Insights > M&A Activity and Other 2021 Energy Trends: Q3 Oil and Gas Industry Update

M&A Activity and Other 2021 Energy Trends: Q3 Oil and Gas Industry Update

As global markets strengthen amid vaccination campaigns and gradually reopening businesses, US economic activity continues to rise. In September, preliminary data from the International Energy Agency (IEA) suggested that global oil demand grew by five million barrels per day (b/d) in 2021, slightly lower than expected in the previous month’s forecast, with demand estimates revised due to the proliferation of the COVID-19 Delta variant.


Oil Rig Count

September 2020 vs. September 2021:

183 vs. 421


Gas Rig Count

September 2020 vs. September 2021:

75 vs. 99


Total Rig Count

September 2020 vs. September 2021:

258 vs. 520 (102% increase)

Commodity price drivers

Oil prices showed another gain in September, with West Texas Intermediate (WTI) crude closing the month at $75.03 per barrel (/bbl), increasing 2% from the second quarter and nearly 87% year-over-year. Similarly, Brent crude finished September at $78.52/bbl, up 5% from its June close and more than 91% from the previous September.

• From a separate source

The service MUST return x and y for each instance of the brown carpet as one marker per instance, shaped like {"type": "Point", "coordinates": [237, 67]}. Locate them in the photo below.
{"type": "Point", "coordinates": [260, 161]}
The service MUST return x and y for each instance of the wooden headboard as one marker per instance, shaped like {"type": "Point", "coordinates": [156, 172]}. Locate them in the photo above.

On October 13, the US Energy Information Administration (EIA) updated its short-term energy outlook (STEO), highlighting ongoing uncertainty driven by the global pandemic, although the EIA remains bullish. Brent crude prices are forecasted to average approximately $81/bbl during the fourth quarter of 2021, projected at $10/bbl higher than the prior quarter. The outlook reflects expectations that global oil inventories will fall at a faster rate than previously expected due to a lower global oil supply in late 2021 across a range of producers. In 2022, the EIA expects growth in production from oil-producing countries and that the growth will outpace slowing global oil consumption trends. The production increase will also likely influence current Brent crude prices to decline to an annual average of $72/bbl. The EIA forecasts rising crude oil production to 11.3 million b/d in December and the average for 2022 trending upward to 11.7 million b/d.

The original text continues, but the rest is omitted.